Black & Veatch was not spared some of the pain in 2015, according to Marty Travers, president, telecommunications at B&V, who said he was happy when the year was over. However, he is optimistic about 2016 because the reduced capex of the carriers drove the company to diversify into alternative markets, such as Internet of Things/ Machine to Machine (IoT/M2M).
“[Carrier reduced capex] caused us to look at other markets where we could apply the skillsets that we have in infrastructure deployment,” Travers said. “We are looking at alternative markets, including working with Ingenu [on IoT/M2M], where there are small sites spread across large geography. That sits well with our skillsets.”
Surprisingly, work in the wireline sector has picked up some of the slack, as well. In 2014, 95 percent of Black & Veatch’s work was wireless versus 5 percent wireline. This year it is projected to be 65 percent wireless/35 percent wireline.

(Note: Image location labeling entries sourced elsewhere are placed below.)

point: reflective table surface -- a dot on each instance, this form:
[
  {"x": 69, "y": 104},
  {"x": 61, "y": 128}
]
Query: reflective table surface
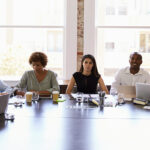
[{"x": 70, "y": 125}]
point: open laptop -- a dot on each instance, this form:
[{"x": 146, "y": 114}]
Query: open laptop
[
  {"x": 143, "y": 91},
  {"x": 128, "y": 91}
]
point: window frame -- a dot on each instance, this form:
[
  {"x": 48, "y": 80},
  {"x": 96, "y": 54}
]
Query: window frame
[
  {"x": 90, "y": 40},
  {"x": 69, "y": 37}
]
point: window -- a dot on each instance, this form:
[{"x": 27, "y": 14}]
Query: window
[
  {"x": 120, "y": 27},
  {"x": 35, "y": 25}
]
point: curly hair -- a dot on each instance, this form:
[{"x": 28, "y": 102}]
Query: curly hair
[
  {"x": 38, "y": 57},
  {"x": 94, "y": 69}
]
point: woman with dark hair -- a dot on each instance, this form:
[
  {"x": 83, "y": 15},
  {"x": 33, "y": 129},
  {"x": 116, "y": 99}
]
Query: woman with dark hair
[
  {"x": 87, "y": 78},
  {"x": 39, "y": 79}
]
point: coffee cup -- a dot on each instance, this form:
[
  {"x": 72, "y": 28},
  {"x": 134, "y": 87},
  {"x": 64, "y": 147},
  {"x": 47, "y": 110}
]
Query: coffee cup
[
  {"x": 55, "y": 95},
  {"x": 28, "y": 97}
]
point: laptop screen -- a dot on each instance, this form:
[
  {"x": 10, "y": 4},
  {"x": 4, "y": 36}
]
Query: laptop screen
[{"x": 143, "y": 91}]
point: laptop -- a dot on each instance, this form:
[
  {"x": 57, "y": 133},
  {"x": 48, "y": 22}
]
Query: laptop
[
  {"x": 4, "y": 97},
  {"x": 143, "y": 91},
  {"x": 128, "y": 91}
]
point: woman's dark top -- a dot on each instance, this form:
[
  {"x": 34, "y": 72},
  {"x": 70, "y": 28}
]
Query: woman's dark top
[{"x": 86, "y": 84}]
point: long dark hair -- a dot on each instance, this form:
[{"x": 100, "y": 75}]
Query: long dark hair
[{"x": 94, "y": 69}]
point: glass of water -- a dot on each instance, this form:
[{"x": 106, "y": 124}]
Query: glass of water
[{"x": 35, "y": 96}]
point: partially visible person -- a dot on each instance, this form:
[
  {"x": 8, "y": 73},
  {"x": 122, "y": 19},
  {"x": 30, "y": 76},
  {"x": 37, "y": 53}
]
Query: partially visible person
[
  {"x": 87, "y": 78},
  {"x": 39, "y": 79},
  {"x": 132, "y": 74},
  {"x": 4, "y": 88}
]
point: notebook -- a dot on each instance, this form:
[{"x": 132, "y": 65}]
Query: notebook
[
  {"x": 143, "y": 91},
  {"x": 3, "y": 102},
  {"x": 128, "y": 91}
]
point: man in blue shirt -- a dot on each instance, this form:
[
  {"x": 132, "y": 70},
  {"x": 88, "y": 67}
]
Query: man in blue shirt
[{"x": 4, "y": 88}]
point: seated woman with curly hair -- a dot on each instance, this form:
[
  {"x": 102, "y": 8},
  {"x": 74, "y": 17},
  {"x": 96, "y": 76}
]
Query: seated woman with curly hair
[{"x": 39, "y": 79}]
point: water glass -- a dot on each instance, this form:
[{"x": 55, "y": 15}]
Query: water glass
[
  {"x": 35, "y": 96},
  {"x": 79, "y": 97}
]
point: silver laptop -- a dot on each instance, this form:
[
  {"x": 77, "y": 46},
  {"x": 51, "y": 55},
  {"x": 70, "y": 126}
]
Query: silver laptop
[
  {"x": 143, "y": 91},
  {"x": 3, "y": 103},
  {"x": 128, "y": 91}
]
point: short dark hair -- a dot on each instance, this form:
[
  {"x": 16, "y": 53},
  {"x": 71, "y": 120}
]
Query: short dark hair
[
  {"x": 136, "y": 53},
  {"x": 94, "y": 69},
  {"x": 38, "y": 57}
]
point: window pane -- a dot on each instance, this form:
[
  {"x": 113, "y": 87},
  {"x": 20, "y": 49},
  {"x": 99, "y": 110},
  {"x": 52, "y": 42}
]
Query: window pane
[
  {"x": 32, "y": 12},
  {"x": 123, "y": 12},
  {"x": 16, "y": 45},
  {"x": 115, "y": 45}
]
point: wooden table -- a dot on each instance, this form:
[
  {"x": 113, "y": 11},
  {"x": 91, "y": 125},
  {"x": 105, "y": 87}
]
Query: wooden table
[{"x": 72, "y": 126}]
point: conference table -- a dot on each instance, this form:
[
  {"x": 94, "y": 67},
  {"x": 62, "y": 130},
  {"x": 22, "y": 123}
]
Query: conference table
[{"x": 70, "y": 125}]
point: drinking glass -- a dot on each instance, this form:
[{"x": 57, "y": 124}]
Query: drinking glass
[
  {"x": 79, "y": 97},
  {"x": 35, "y": 96}
]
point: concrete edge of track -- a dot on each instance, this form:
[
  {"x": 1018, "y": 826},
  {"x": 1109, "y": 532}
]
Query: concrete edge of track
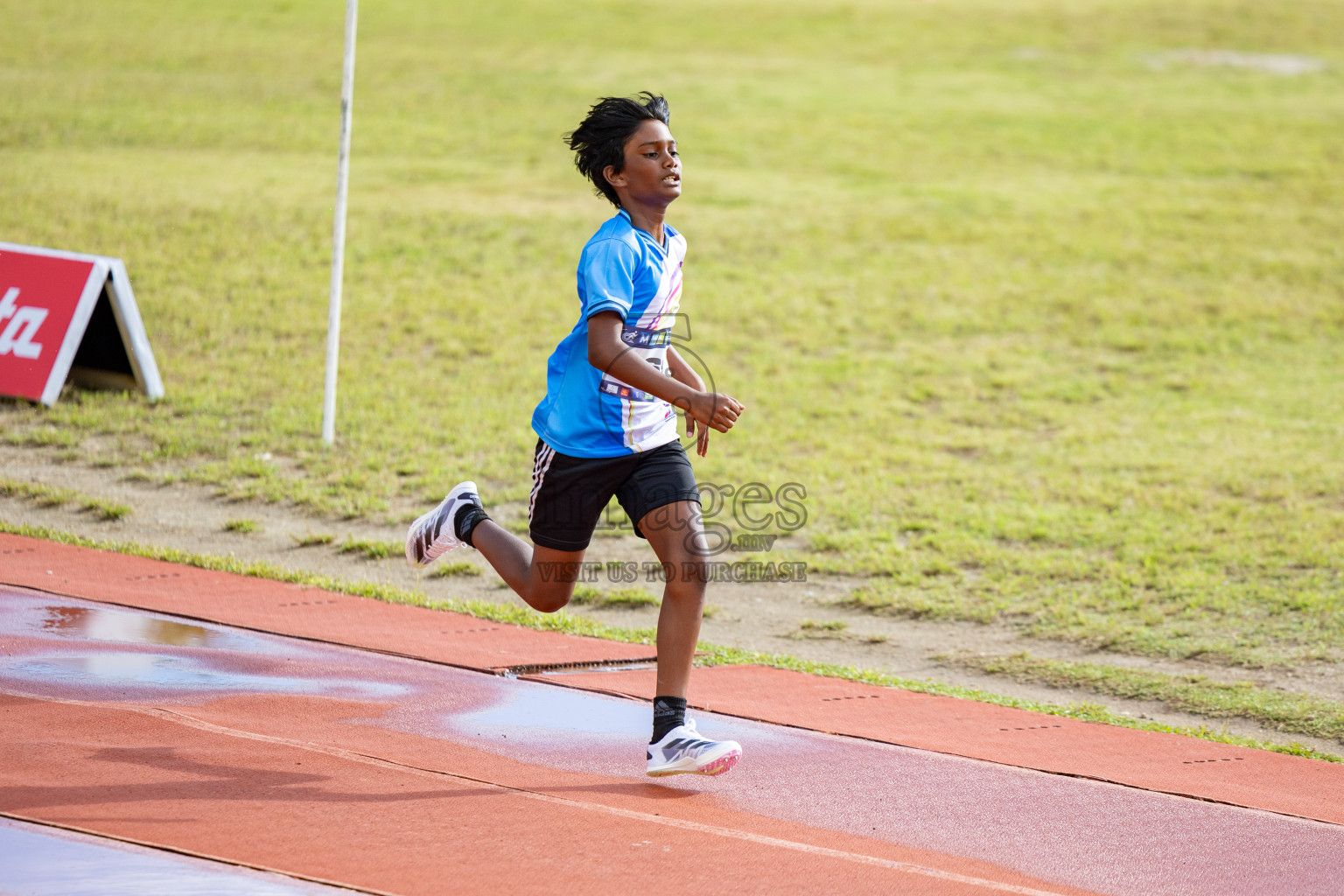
[{"x": 1151, "y": 760}]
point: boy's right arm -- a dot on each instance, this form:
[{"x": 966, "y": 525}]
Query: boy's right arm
[{"x": 611, "y": 355}]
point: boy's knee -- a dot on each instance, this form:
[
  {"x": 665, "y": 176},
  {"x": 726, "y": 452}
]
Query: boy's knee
[{"x": 547, "y": 601}]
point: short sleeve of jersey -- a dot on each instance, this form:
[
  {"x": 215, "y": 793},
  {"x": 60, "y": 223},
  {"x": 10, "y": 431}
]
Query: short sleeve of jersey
[{"x": 606, "y": 277}]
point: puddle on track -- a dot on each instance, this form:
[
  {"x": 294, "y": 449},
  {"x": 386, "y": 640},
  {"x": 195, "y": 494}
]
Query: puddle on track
[
  {"x": 127, "y": 626},
  {"x": 89, "y": 650},
  {"x": 37, "y": 860},
  {"x": 178, "y": 673}
]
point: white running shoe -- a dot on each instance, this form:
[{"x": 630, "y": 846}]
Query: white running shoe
[
  {"x": 683, "y": 751},
  {"x": 434, "y": 534}
]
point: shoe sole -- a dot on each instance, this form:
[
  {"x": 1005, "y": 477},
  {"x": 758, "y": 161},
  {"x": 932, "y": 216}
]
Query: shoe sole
[
  {"x": 424, "y": 517},
  {"x": 715, "y": 767}
]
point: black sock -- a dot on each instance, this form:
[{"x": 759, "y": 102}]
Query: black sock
[
  {"x": 466, "y": 520},
  {"x": 668, "y": 712}
]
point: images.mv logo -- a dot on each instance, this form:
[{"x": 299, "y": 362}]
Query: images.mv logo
[{"x": 23, "y": 323}]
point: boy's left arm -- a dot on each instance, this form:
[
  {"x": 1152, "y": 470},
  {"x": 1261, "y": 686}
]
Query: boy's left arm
[{"x": 682, "y": 373}]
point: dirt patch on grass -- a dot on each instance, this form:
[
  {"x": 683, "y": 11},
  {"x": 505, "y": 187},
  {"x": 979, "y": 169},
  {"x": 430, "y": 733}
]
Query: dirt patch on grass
[{"x": 799, "y": 618}]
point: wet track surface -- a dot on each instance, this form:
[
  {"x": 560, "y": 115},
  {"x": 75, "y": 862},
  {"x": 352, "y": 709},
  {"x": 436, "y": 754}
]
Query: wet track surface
[
  {"x": 1060, "y": 830},
  {"x": 37, "y": 860}
]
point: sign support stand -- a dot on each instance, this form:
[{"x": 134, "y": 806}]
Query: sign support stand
[{"x": 347, "y": 101}]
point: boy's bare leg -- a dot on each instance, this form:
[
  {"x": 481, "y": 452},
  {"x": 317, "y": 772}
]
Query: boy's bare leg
[
  {"x": 676, "y": 535},
  {"x": 542, "y": 577}
]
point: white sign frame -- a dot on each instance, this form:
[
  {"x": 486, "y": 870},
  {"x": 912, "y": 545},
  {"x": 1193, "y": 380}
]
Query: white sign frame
[{"x": 132, "y": 328}]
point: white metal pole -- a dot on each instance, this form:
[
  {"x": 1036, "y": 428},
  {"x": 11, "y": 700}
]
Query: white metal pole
[{"x": 347, "y": 101}]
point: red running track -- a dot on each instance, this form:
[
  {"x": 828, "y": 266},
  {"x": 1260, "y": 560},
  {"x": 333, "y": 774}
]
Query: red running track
[{"x": 399, "y": 775}]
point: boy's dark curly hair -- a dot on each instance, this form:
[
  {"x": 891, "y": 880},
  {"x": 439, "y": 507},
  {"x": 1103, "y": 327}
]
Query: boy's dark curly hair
[{"x": 599, "y": 138}]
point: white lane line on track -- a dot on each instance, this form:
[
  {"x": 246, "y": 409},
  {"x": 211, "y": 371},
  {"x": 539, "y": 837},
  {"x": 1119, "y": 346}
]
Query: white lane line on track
[{"x": 179, "y": 718}]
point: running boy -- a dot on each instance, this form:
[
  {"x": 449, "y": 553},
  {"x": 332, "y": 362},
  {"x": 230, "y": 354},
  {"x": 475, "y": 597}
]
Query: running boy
[{"x": 608, "y": 427}]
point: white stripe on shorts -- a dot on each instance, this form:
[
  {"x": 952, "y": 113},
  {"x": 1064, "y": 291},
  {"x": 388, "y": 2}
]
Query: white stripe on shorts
[{"x": 539, "y": 468}]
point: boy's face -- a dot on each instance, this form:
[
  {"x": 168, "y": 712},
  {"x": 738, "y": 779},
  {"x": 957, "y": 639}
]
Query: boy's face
[{"x": 652, "y": 173}]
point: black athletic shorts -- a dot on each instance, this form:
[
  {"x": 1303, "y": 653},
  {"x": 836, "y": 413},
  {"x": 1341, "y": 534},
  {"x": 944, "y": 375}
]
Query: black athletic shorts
[{"x": 569, "y": 494}]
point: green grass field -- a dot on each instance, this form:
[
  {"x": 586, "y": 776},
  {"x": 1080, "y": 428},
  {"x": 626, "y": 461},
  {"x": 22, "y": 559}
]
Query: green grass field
[{"x": 1048, "y": 324}]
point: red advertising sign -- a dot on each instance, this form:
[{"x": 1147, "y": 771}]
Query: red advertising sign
[{"x": 47, "y": 301}]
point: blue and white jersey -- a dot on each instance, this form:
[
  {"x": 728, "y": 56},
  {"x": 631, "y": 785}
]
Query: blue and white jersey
[{"x": 588, "y": 413}]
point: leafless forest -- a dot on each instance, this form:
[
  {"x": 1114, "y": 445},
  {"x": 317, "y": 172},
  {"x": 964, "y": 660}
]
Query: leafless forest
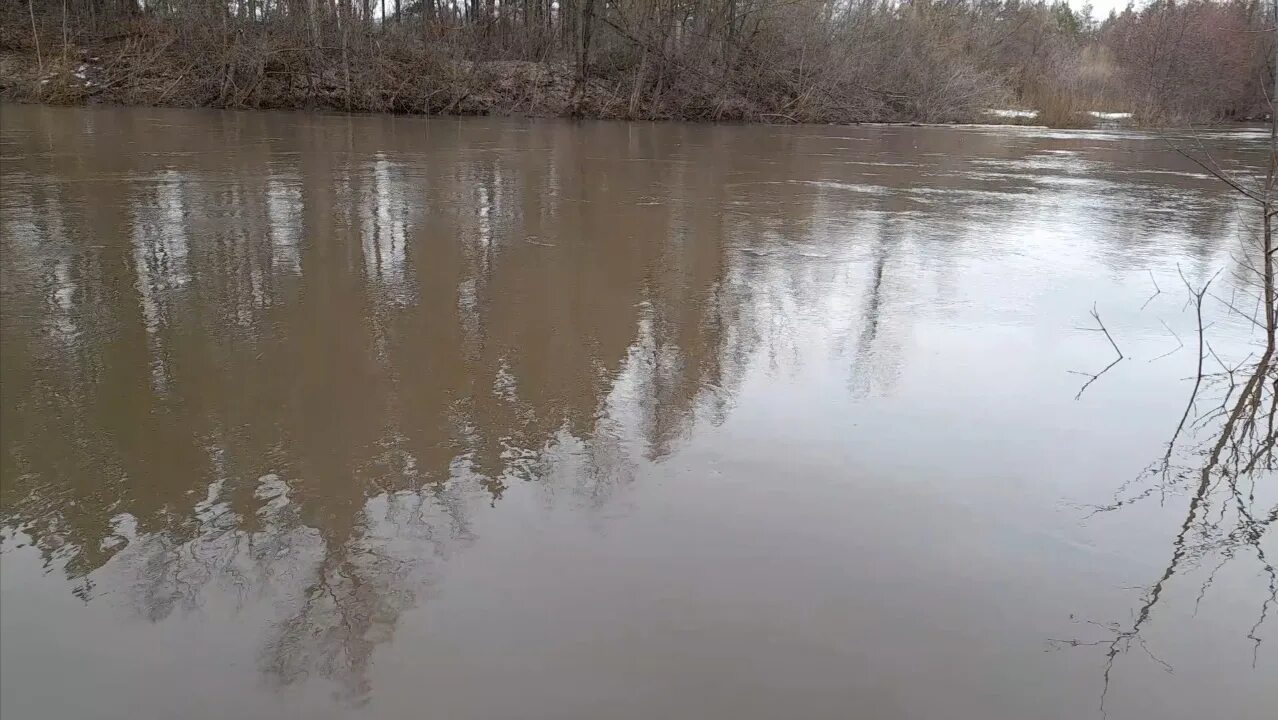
[{"x": 769, "y": 60}]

“Interestingly enough, everyone thought building out wireline capacity was over. That is not the case. It is seeing a significant resurgence. Wireless is still leading the way but we have shifted to an awful lot of fiber to the home projects,” Travers said. “This is the best way to keep our teams together and our expertise sharp.”
Travers is confident carriers will come back to investing in towers, but he urged the audience to take a broader view of the telecommunications landscape.
“Nobody wants less coverage, slower speeds or less capacity. Those will all eventually fuel our industry, but we have to be smart about where else we can apply our skillsets in an effective manner,” he said. “The skillsets that we have, and that this audience has, are applicable to other services.”
Bob Paige, SVP, mergers and acquisitions, predicted that AT&T will be up year over year, Verizon and T-Mobile will be steady, but “Sprint is the wild card.”
“[Sprint has] a lot of challenges with determining their network structure and how to finance the build out,” Paige said. “From our perspective, it really has been only one carrier spending for the last two years, so it is ironic that the tower companies’ stocks have been at historic levels.”
Funk noted that the billions of dollars will be spent on spectrum at the incentive auction this year and will be a drag on tower leasing.
“I think this year is going to be rather slow in terms of capex dollars and it will pick up in 2017/2018,” Funk said. Paige agreed with his assessment.